No entanto, as projeções foram superadas no segundo trimestre deste ano, quando a economia brasileira cresceu 0,9% em comparação com o primeiro trimestre, de acordo com dados do Instituto Brasileiro de Geografia e Estatística (IBGE). Na comparação com o mesmo período do ano anterior, o crescimento foi de 3,4%.
No acumulado dos últimos 12 meses, o PIB registrou uma alta de 3,2%, e no primeiro semestre deste ano, a alta chegou a 3,7%.
Em relação à inflação, a previsão para o Índice Nacional de Preços ao Consumidor Amplo (IPCA) de 2023 se manteve em 4,63%. Para 2024, a expectativa de inflação subiu para 3,91%. Nos anos seguintes, as previsões são de 3,5% para 2025 e 2026.
É importante ressaltar que a estimativa para 2023 está acima do centro da meta de inflação estabelecida pelo Conselho Monetário Nacional, que é de 3,25% com margem de tolerância de 1,5 ponto percentual para cima ou para baixo.
De acordo com o Banco Central, a chance de o índice oficial de inflação superar o teto da meta em 2023 é de 67%. No entanto, a projeção do mercado para a inflação de 2024 está dentro do intervalo de tolerância.
No mês de setembro, o aumento do preço da gasolina teve impacto no resultado da inflação, que ficou em 0,26% de acordo com o IBGE. A inflação acumulada neste ano já atingiu 3,50% e nos últimos 12 meses, o índice está em 5,19%.

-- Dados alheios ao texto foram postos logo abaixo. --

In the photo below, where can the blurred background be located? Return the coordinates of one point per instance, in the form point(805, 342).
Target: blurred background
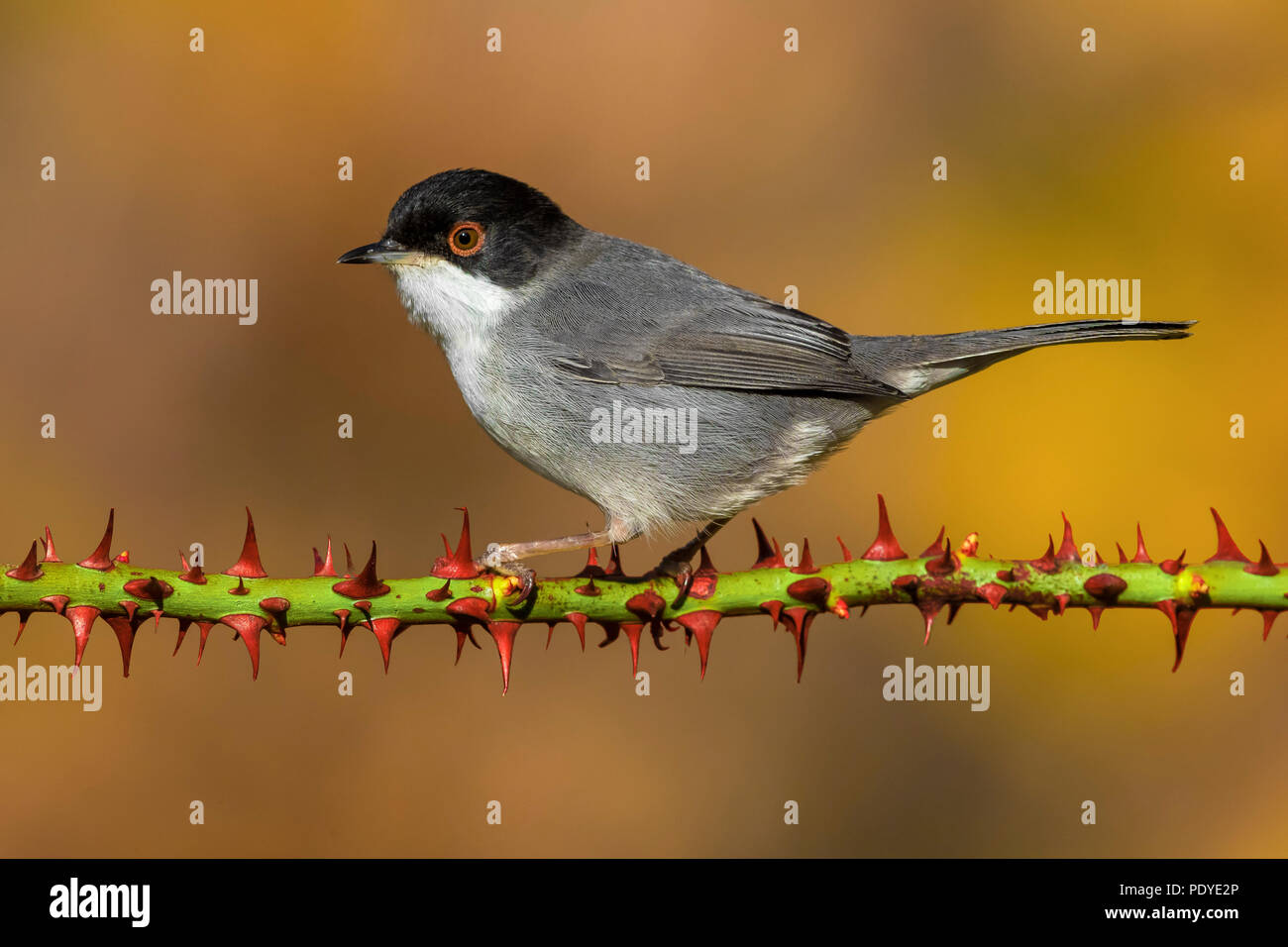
point(768, 169)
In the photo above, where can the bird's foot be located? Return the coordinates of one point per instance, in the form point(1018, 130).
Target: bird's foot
point(678, 570)
point(498, 561)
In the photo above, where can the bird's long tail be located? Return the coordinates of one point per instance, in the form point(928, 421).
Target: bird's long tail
point(914, 364)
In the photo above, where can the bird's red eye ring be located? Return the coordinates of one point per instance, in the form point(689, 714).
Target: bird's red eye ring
point(465, 239)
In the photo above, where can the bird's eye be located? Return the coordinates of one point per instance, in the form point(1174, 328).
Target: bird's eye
point(465, 239)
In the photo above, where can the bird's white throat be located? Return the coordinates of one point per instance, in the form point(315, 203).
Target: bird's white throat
point(459, 308)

Para alcançar a meta de inflação, o Banco Central tem utilizado a taxa básica de juros, conhecida como Selic, que atualmente está em 12,25% ao ano. O Comitê de Política Monetária (Copom) tem realizado cortes de 0,5 ponto percentual nos juros.
A estimativa do mercado financeiro é de que a Selic encerre 2023 em 11,75% ao ano e que caia para 9,25% ao ano em 2024. Para os anos subsequentes, a projeção é de que a taxa fique em 8,75% ao ano em 2025 e 8,5% ao ano em 2026.
É importante destacar que a taxa Selic tem influência nos preços, pois juros mais altos encarecem o crédito e estimulam a poupança. No entanto, outros fatores como risco de inadimplência, lucro e despesas administrativas também são considerados pelos bancos na definição das taxas de juros ao consumidor.
Por fim, a previsão do mercado financeiro para a cotação do dólar é de R$ 5 para o fim deste ano e de R$ 5,05 para o final de 2024.